The American healthcare system is without a doubt a very complicated mess, and it seems to get more complicated every year. One program in particular is an example of such complications - the 340B Drug Discount Program. This program was established in 1992 to provide discounts on pharmaceuticals to safety-net providers, who in turn, would pass these discounts on to underserved patients. The system is complicated in a way which permits hospitals to game the system to make large profits at the expense of patients.
Like many government programs which start with good intentions, the purpose of the program was to reduce the costs of drugs for patients. Unfortunately, hospitals and the middlemen responsible for distributing these discounts have found a way to turn a profit by pocketing 340B savings and selling the drugs at a higher price. Profits and private enterprise are great, but the government should not create a system which funnels profits to one special interest group at the expense of others. In this case, hospital systems are the culprit.
Hospitals are using the rules of 340B program to pocket the savings that rightfully should be passed on to the customer. The result is higher drug prices for consumers when the program was set up to pass on savings to patients.
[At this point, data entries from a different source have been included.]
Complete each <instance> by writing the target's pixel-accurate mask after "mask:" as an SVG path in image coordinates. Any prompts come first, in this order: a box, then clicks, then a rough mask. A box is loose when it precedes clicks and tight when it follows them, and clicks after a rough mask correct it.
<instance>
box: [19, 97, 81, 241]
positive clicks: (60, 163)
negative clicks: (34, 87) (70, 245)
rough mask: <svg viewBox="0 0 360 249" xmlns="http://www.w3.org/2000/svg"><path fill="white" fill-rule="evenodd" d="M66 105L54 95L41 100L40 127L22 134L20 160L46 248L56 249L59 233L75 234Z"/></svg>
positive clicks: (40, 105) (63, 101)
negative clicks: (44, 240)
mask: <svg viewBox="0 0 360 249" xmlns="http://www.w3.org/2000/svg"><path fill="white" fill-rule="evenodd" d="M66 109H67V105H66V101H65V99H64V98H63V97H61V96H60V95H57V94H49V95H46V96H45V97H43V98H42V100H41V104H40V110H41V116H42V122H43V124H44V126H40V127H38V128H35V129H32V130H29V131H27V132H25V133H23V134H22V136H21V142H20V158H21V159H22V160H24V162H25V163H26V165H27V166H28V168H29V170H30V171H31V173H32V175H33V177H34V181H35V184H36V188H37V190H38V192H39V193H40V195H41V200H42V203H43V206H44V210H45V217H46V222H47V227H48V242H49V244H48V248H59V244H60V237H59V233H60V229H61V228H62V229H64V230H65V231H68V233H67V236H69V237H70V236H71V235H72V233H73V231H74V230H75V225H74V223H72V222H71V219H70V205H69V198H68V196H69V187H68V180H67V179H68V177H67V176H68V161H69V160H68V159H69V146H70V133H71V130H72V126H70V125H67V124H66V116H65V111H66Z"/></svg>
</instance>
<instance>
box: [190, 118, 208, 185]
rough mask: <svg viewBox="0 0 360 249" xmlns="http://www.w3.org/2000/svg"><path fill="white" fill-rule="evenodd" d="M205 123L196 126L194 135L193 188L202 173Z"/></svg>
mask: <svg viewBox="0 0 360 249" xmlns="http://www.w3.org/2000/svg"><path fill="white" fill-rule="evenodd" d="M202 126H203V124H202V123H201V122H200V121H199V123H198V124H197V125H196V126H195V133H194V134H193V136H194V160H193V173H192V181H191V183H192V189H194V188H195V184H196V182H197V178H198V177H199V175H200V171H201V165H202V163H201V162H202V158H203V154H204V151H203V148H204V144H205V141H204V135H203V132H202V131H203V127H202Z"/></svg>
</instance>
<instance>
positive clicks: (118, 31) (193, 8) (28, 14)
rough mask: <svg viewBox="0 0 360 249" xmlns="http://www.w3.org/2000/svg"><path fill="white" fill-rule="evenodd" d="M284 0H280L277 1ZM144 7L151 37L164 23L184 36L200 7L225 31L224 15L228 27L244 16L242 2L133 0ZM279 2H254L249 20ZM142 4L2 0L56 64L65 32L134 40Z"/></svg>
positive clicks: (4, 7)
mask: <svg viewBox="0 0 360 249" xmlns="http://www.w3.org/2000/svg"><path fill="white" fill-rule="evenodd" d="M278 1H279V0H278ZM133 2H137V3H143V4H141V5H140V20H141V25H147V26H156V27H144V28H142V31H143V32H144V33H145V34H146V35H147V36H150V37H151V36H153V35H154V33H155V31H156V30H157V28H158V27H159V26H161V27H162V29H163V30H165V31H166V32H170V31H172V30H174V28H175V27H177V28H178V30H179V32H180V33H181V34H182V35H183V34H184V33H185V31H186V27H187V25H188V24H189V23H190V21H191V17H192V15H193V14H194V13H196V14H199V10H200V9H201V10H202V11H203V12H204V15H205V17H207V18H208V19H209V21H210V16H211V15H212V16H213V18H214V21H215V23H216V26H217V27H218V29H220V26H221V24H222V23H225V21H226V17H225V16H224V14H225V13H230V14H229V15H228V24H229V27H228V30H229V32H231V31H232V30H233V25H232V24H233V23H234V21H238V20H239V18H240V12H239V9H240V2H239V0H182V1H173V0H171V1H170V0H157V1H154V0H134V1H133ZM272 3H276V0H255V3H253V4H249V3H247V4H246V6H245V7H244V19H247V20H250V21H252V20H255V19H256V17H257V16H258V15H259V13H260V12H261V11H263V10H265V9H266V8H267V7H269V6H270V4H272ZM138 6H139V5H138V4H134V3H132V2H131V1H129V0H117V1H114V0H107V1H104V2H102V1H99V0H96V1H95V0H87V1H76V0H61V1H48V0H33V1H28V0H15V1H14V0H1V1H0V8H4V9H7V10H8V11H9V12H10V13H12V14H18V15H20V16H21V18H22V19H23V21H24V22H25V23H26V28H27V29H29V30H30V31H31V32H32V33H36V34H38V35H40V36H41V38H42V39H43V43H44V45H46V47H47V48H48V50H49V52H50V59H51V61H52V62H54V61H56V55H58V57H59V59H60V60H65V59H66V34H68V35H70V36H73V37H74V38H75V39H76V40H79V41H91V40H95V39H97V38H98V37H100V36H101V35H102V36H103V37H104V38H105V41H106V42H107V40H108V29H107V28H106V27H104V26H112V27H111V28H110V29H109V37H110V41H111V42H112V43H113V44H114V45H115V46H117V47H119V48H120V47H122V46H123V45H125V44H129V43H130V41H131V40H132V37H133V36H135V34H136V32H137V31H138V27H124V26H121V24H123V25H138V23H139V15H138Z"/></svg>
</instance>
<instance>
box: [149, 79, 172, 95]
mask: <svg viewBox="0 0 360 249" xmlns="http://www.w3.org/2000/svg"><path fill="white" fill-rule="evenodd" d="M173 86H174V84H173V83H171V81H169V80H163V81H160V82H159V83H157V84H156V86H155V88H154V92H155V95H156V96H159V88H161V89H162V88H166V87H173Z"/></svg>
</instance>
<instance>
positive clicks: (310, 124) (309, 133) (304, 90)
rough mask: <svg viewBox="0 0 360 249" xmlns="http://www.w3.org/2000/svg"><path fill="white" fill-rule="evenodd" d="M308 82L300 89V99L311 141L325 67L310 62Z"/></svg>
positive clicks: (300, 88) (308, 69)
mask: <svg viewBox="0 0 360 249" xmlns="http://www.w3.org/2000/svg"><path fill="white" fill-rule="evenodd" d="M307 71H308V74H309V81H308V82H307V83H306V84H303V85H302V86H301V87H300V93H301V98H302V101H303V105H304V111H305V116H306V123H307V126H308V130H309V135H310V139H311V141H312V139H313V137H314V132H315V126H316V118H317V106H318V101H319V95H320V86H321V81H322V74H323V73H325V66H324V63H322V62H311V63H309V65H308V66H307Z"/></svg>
Because the program is a money maker, it has grown quickly as hospitals consolidate and invest in qualifying out-patient clinics. These clinics are called Child Sites, because the family-owned clinics are being absorbed into the network of hospitals - making each entity which serves patients qualify for the 340B program. This new massive system of hospitals and clinics grants them the right to partner with contract pharmacies to dispense drugs obtained at a discounted price to a larger pool of patients, generating massive profits.
From 2000 to 2020, the number of covered entity child sites grew from 8,100 to 50,000, with branches of 340B hospital systems comprising over 60% of the sites. As of 2022, nearly 32,000 pharmacy locations were identified as contract pharmacies – comprising more than 50% of the entire pharmacy industry. Simply put, the more child sites and contract pharmacies a 340B hospital partners with, the more profit they’re able to generate.
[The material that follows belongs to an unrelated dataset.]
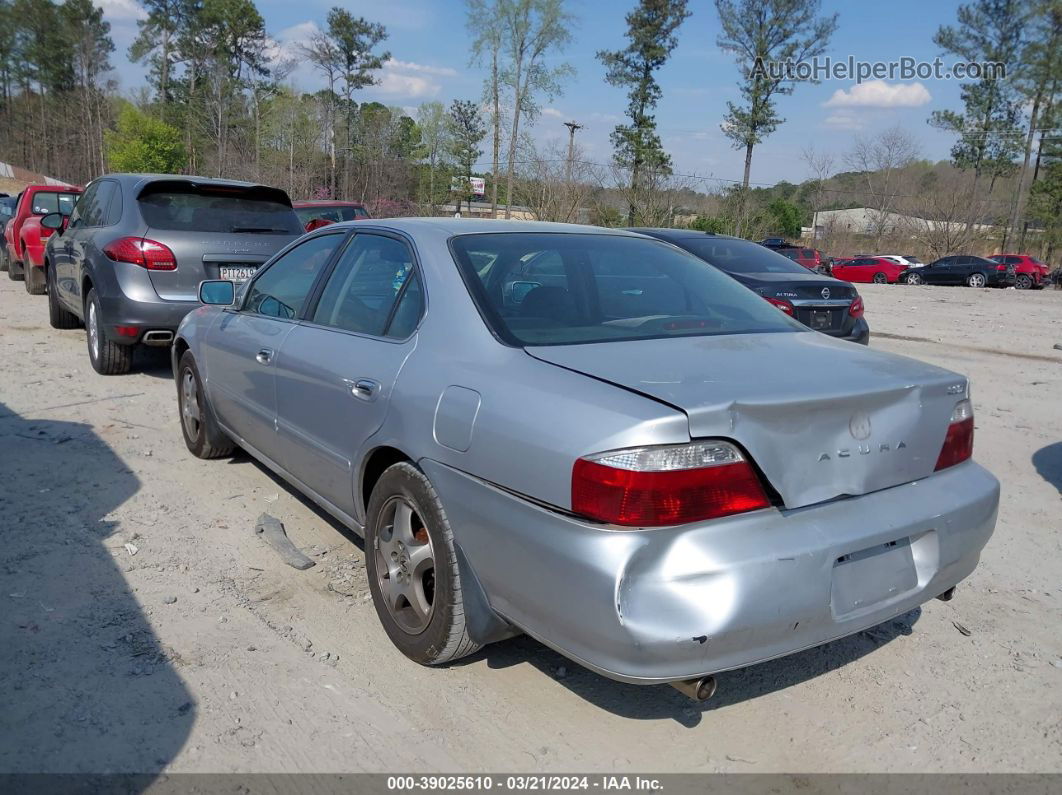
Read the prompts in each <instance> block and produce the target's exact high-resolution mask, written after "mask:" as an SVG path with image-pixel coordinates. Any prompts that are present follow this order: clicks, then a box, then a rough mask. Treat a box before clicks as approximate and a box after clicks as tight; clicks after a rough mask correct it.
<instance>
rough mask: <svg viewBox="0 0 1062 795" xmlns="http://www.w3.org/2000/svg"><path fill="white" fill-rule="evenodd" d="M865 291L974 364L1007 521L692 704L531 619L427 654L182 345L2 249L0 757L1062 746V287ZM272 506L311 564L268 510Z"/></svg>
mask: <svg viewBox="0 0 1062 795" xmlns="http://www.w3.org/2000/svg"><path fill="white" fill-rule="evenodd" d="M862 293H863V295H864V297H866V301H867V307H868V316H869V319H870V323H871V326H872V328H873V329H874V330H875V332H877V335H876V338H875V340H874V342H873V345H874V346H875V347H879V348H881V349H885V350H891V351H895V352H898V353H904V355H907V356H912V357H918V358H920V359H924V360H926V361H929V362H933V363H937V364H941V365H945V366H948V367H952V368H954V369H957V370H960V371H962V373H966V374H970V375H971V376H972V377H973V383H974V398H975V404H976V407H977V457H978V459H979V460H980V461H981V463H983V464H984V465H987V466H988V467H989V468H991V469H992V470H993V471H994V472H995V473H996V474H997V476H998V477H999V478H1000V480H1001V481H1003V483H1004V491H1003V495H1004V496H1003V505H1001V507H1000V514H999V524H998V526H997V529H996V535H995V537H994V538H993V540H992V541H991V543H990V545H989V547H988V549H987V550H986V553H984V557H983V560H982V563H981V566H980V568H978V570H977V571H976V573H975V574H974V575H973V576H972V577H971V578H970V580H969V581H967V582H966V583H964V584H963V585H962V586H961V587H960V589H959V593H958V595H957V598H956V600H955V601H953V602H949V603H943V602H937V601H933V602H931V603H929V604H927V605H925V606H924V607H923V608H922V609H921V610H915V611H914V612H912V613H909V615H907V616H905V617H903V618H902V619H901V620H897V621H894V622H891V623H889V624H886V625H883V626H879V627H875V628H874V629H872V630H870V632H867V633H862V634H860V635H858V636H855V637H852V638H849V639H845V640H842V641H839V642H835V643H830V644H828V645H825V646H822V647H819V649H815V650H811V651H808V652H805V653H802V654H798V655H794V656H791V657H788V658H785V659H782V660H777V661H774V662H770V663H766V664H761V666H758V667H755V668H752V669H747V670H743V671H736V672H732V673H727V674H723V675H721V676H720V677H719V693H718V695H717V697H716V698H715V699H714V701H710V702H708V703H707V704H705V705H703V706H697V705H693V704H692V703H691V702H689V701H687V699H686V698H685V697H684V696H682V695H680V694H679V693H678V692H675V691H674V690H672V689H671V688H668V687H666V686H662V687H653V688H638V687H633V686H627V685H620V684H616V682H613V681H610V680H605V679H602V678H600V677H598V676H595V675H594V674H590V673H588V672H586V671H584V670H582V669H580V668H579V667H577V666H575V664H572V663H570V662H568V661H566V660H564V659H563V658H561V657H560V656H558V655H555V654H553V653H552V652H550V651H548V650H546V649H544V647H543V646H541V645H539V644H537V643H535V642H533V641H531V640H529V639H527V638H517V639H513V640H510V641H507V642H504V643H501V644H497V645H495V646H491V647H489V649H486V650H484V651H482V652H480V653H479V654H477V655H476V656H474V657H472V658H470V659H468V660H465V661H462V662H461V663H460V664H455V666H452V667H449V668H445V669H436V670H428V669H423V668H419V667H417V666H415V664H413V663H411V662H408V661H407V660H406V659H405V658H404V657H401V656H400V655H399V654H398V652H396V651H395V650H394V649H393V647H392V646H391V644H390V643H389V642H388V640H387V638H386V636H384V634H383V632H382V630H381V628H380V625H379V624H378V622H377V619H376V615H375V612H374V610H373V606H372V604H371V603H370V602H369V597H367V586H366V583H365V577H364V569H363V566H362V554H361V551H360V548H359V541H358V539H357V538H355V537H354V536H352V535H350V534H348V533H346V532H344V531H343V530H341V529H340V528H338V526H336V525H335V524H333V523H331V522H330V521H328V520H327V519H325V518H324V517H323V516H322V515H321V514H319V513H316V512H315V511H314V509H312V508H311V507H309V506H308V505H307V504H306V503H305V502H304V501H303V500H301V499H299V497H298V496H297V495H296V494H295V492H294V491H292V490H291V489H289V488H287V487H286V486H285V485H284V484H282V483H279V482H277V481H276V480H274V479H273V478H272V477H271V476H270V474H269V473H267V472H265V471H264V470H263V469H262V468H260V467H259V466H257V465H256V464H255V463H254V462H252V461H251V460H249V459H247V457H246V456H237V457H236V459H233V460H230V461H226V460H223V461H220V462H202V461H196V460H195V459H193V457H192V456H191V455H190V454H189V453H188V452H187V451H186V449H185V447H184V444H183V442H182V438H181V432H179V428H178V424H177V413H176V401H175V395H174V387H173V383H172V379H171V377H170V374H169V371H168V369H167V360H166V358H165V356H164V355H160V353H158V352H157V351H156V352H155V355H153V356H144V357H143V358H142V359H141V362H140V366H139V367H138V371H137V373H136V375H132V376H129V377H124V378H102V377H100V376H97V375H95V374H93V373H92V370H91V368H90V366H89V364H88V360H87V358H86V353H85V343H84V332H83V331H63V332H58V331H53V330H52V329H51V328H49V326H48V318H47V308H46V298H45V297H42V296H41V297H35V296H29V295H27V294H25V293H24V291H23V289H22V286H21V284H20V283H15V282H11V281H8V280H6V279H5V278H3V279H2V280H0V540H2V547H0V605H2V607H0V682H2V685H0V772H12V771H15V772H25V771H41V770H44V771H91V772H101V771H106V772H120V771H133V772H149V771H160V770H167V771H256V772H279V771H286V772H287V771H316V772H326V771H328V772H339V771H366V770H367V771H400V772H411V771H426V770H432V771H475V770H484V768H485V770H489V771H513V770H521V771H531V770H536V771H547V770H548V771H611V770H617V771H627V770H641V771H655V772H679V771H689V772H712V771H734V772H765V771H799V772H837V771H853V772H862V771H903V772H914V771H963V772H973V771H1056V772H1058V771H1062V554H1060V553H1062V540H1060V539H1062V512H1060V507H1062V500H1060V487H1062V412H1060V407H1062V403H1060V400H1059V395H1060V393H1062V351H1059V350H1055V349H1054V348H1052V346H1054V344H1055V343H1062V292H1041V293H1032V294H1025V293H1018V292H1016V291H1013V290H1011V291H1005V292H1004V291H973V290H966V289H947V288H907V287H871V286H868V287H866V288H864V289H863V290H862ZM149 352H151V351H149ZM263 511H267V512H269V513H272V514H274V515H275V516H277V517H279V518H280V519H281V520H282V521H284V522H285V523H286V525H287V528H288V531H289V534H290V535H291V536H292V537H293V539H294V540H295V542H296V543H297V545H298V546H299V547H301V548H302V549H304V550H305V551H306V552H307V553H309V554H311V555H312V556H313V557H314V558H315V560H316V563H318V565H316V567H315V568H313V569H310V570H308V571H305V572H299V571H295V570H294V569H290V568H287V567H285V566H282V565H281V564H280V563H279V560H278V558H277V556H276V555H275V553H274V552H273V551H272V550H270V549H269V548H267V547H265V546H264V545H263V543H262V542H261V541H260V540H259V539H258V538H256V537H255V535H254V532H253V523H254V520H255V518H256V517H257V516H258V514H259V513H261V512H263ZM126 545H133V546H132V547H126ZM134 550H135V554H131V552H132V551H134Z"/></svg>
Let’s use a case study to fully grasp how 340B diversion impacts patients.
Let’s say you are a cancer patient, prescribed nivolumab by your local oncology clinic. Since the clinic is owned by a 340B hospital system, it’s able to acquire the nivolumab for the discounted price of $5,992 but charges $16,736 per claim. Splitting the financial windfall with the contract pharmacy it partners with, your 340B covered entity and the pharmacy benefit manager (PBM) that owns that contract pharmacy earn an average profit of $10,744 per claim at the expense of your health – while increasing healthcare costs across the system as manufacturers seek to remain profitable as well.
Unfortunately, this scenario is a grim reality for patients across the country. A North Carolina State Treasurer report found that 340B hospitals billed cancer patients – ranging from teachers to federal employees and retirees – on the State Health Plan 5.4 times the discounted acquisition cost of their cancer drugs. The worst part is patients don’t even know they’ve become a pawn in this shell game.
The 340B Program was originally intended for vulnerable populations – sick patients who do not have the financial resources to obtain expensive, life-saving therapies. However, as hospitals and their contract pharmacies rapidly consolidate, covered entities are expanding their footprint into wealthy, suburban communities and receding from underserved ones. Why? Because hospitals and PBMs can drive a higher profit margin from patients in a wealthier ZIP code. As exemplified in this Avalere study, 61% of child sites are in a different ZIP code than their main 340B disproportionate share hospital (DSH).
As our country and legislators grapple with the question of how to lower healthcare costs and support the patients that need help the most, it is a huge disservice to ignore the lack of transparency in 340B – a $124 billion program that now calls almost every American one of its patients. It is the second largest drug program in the United States after Medicare Part D.
For the sake of needy patients across the country, policymakers must reform this broken program to not only be more transparent but more accountable. It’s time Congress and the Washington bureaucrats appointed to oversee 340B provide American patients with some visibility into one of the federal governments’ largest healthcare programs.
Peter Mihalick is former legislative director and counsel to former Reps. Barbara Comstock, Virginia Republican, and Rodney Blum, Iowa Republican.